Many diseases in our scientific portfolio, including lupus, arthritis and osteoporosis, have profoundly negative effects among Hispanics/Latinos and other minority groups, in terms of prevalence and poor health outcomes. We are committed to providing quality health information to all people, no matter what language they speak or what culture they identify with. For this reason, the NIAMS has launched a new Spanish-language website that provides free health information on conditions of the bones, joints, muscles and skin. The site is being launched to coincide with National Hispanic Heritage Month.
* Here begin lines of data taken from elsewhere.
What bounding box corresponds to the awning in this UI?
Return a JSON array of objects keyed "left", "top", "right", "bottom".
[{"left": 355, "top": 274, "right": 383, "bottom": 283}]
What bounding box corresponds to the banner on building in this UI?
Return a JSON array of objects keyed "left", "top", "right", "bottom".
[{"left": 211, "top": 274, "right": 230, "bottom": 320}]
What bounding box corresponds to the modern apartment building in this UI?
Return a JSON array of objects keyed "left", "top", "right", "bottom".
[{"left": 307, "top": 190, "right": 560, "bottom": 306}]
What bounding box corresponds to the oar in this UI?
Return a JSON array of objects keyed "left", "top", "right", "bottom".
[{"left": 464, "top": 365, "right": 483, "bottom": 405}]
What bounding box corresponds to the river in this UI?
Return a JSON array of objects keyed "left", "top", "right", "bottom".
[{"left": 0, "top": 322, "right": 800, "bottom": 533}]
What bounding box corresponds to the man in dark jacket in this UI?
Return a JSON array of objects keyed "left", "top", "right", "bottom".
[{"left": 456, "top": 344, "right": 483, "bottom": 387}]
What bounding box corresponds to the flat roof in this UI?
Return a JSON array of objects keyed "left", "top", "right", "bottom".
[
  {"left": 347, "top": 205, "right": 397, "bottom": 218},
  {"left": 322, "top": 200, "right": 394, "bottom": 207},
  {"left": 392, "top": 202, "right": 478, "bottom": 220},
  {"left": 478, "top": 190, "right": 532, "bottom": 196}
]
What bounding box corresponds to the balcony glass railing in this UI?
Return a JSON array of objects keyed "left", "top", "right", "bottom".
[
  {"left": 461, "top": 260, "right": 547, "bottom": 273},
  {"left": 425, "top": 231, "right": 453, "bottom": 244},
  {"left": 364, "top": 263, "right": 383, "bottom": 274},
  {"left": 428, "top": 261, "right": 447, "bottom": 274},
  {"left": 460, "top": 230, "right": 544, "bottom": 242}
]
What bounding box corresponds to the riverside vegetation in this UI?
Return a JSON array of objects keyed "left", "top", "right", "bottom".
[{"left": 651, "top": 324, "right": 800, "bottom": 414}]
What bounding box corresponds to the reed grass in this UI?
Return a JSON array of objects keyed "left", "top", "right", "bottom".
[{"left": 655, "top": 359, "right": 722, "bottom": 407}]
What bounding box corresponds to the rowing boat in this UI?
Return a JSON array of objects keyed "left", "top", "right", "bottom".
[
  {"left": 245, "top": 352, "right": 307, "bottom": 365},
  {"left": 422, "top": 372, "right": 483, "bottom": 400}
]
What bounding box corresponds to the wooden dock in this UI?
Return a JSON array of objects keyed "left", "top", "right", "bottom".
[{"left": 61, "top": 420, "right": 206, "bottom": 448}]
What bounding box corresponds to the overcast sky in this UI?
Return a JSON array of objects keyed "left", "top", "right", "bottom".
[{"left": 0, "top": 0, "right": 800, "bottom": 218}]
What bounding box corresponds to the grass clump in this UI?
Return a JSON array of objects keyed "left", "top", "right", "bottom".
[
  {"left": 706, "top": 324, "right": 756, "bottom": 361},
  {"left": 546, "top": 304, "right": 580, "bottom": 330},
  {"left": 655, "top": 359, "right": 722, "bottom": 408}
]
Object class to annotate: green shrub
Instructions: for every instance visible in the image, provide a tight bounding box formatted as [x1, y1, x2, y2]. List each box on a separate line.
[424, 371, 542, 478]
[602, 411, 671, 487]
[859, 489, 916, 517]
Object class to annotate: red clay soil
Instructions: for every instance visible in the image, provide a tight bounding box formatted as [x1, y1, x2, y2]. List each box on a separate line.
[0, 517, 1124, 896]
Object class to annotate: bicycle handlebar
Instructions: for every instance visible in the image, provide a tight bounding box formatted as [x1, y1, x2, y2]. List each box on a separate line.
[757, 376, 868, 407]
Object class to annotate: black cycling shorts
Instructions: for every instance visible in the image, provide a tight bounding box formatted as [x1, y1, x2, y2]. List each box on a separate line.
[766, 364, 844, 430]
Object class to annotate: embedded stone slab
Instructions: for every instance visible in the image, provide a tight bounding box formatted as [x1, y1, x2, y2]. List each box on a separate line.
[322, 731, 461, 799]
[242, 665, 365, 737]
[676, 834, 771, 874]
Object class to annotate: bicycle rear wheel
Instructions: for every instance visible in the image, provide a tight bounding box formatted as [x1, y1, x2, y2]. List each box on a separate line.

Website traffic to our Spanish-language content has grown at a rapid pace, and now accounts for about 50 percent of our total website traffic. To meet this high demand, the new site features quick and easy navigation tools to help Spanish-speaking individuals identify and locate NIAMS health topics. It also includes landing pages that provide all of the information offered on a given topic in one place. The website also offers:
- Improved access to NIAMS’ Spanish-language health information and related federal resources
- Information on participating in clinical research studies
- Responsive design that makes the site easier to read on mobile devices
Additionally, the NIAMS is now offering health information in English and Spanish via content syndication through the HHS Syndication Storefront. This new tool allows users to import science-based content from many U.S. Department of Health and Human Services and NIH websites to their own websites or software applications automatically, and free of charge.
NIAMS is committed to providing health information that is culturally and linguistically appropriate for diverse populations, including underserved racial and ethnic communities. The NIAMS Spanish-language materials are an integral component of the Institute’s entire suite of health resources that are part of its National Multicultural Outreach Initiative, many of which are also available in Chinese, Korean and Vietnamese.
I encourage you to share our multilingual resources with your communities and constituents, and join in our efforts to make reliable health information accessible to all people.